This is where you went wrong. They are in fact directional antennas. From a
wikipedia article:

"Due to the sectorized arrangement of antennas on a tower, it is possible to
vary the strength and angle of each sector depending on the coverage of other
towers in view of the sector."

[http://en.wikipedia.org/wiki/Cell_site#Channel_reuse](http://en.wikipedia.org/wiki/Cell_site#Channel_reuse)

That certainly sounds to me like a cell base station not only already has
multiple antennas (which you can see with your own eyes) but that it makes use
of said multiple antennas in some kind of semi-intelligent way. Obviously not
as smart as the pCell, but sorta.

> For a beam width of 30 degrees, you would need 12 antennas where one exists
> now, and you would need a way to switch between antennas on each transmitted
> packet to multiple served devices. That would be a nightmare.

As we've established there are already multiple antennas. Maybe not 12, but
several. And this is a trivial problem to solve actually. The same technology
that tracks you from mast to mast can be used to track you from antenna to
antenna. This is the job of the base station controller. Here's a clip:

"By using directional antennas on a base station, each pointing in different
directions, it is possible to sectorise the base station so that several
different cells are served from the same location. Typically these directional
antennas have a beamwidth of 65 to 85 degrees. This increases the traffic
capacity of the base station (each frequency can carry eight voice channels)
whilst not greatly increasing the interference caused to neighboring cells (in
any given direction, only a small number of frequencies are being broadcast).
Typically two antennas are used per sector, at spacing of ten or more
wavelengths apart. This allows the operator to overcome the effects of fading
due to physical phenomena such as multipath reception.
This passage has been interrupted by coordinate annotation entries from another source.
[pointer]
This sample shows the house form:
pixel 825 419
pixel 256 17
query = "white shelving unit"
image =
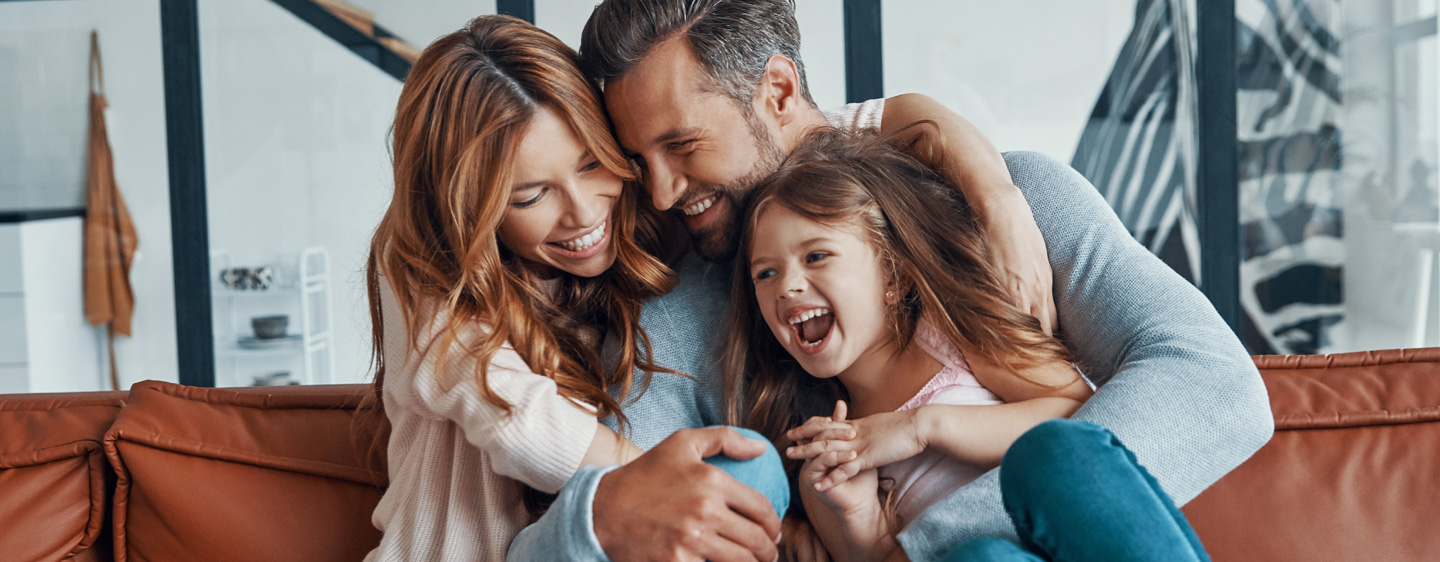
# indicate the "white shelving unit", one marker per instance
pixel 301 291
Some amplification of
the received signal as it leaves the antenna is often used to preserve the
balance between uplink and downlink signal."

[http://en.wikipedia.org/wiki/Base_station_controller#Sectori...](http://en.wikipedia.org/wiki/Base_station_controller#Sectorization)

I appreciate your enthusiasm for debate but please do some more research into
cellular radio before you weigh in further. You've got a lot of the basic
concepts right but not the particulars of the implementation. If that comes
across harsh; I'm sorry. I don't know how to communicate this more gently.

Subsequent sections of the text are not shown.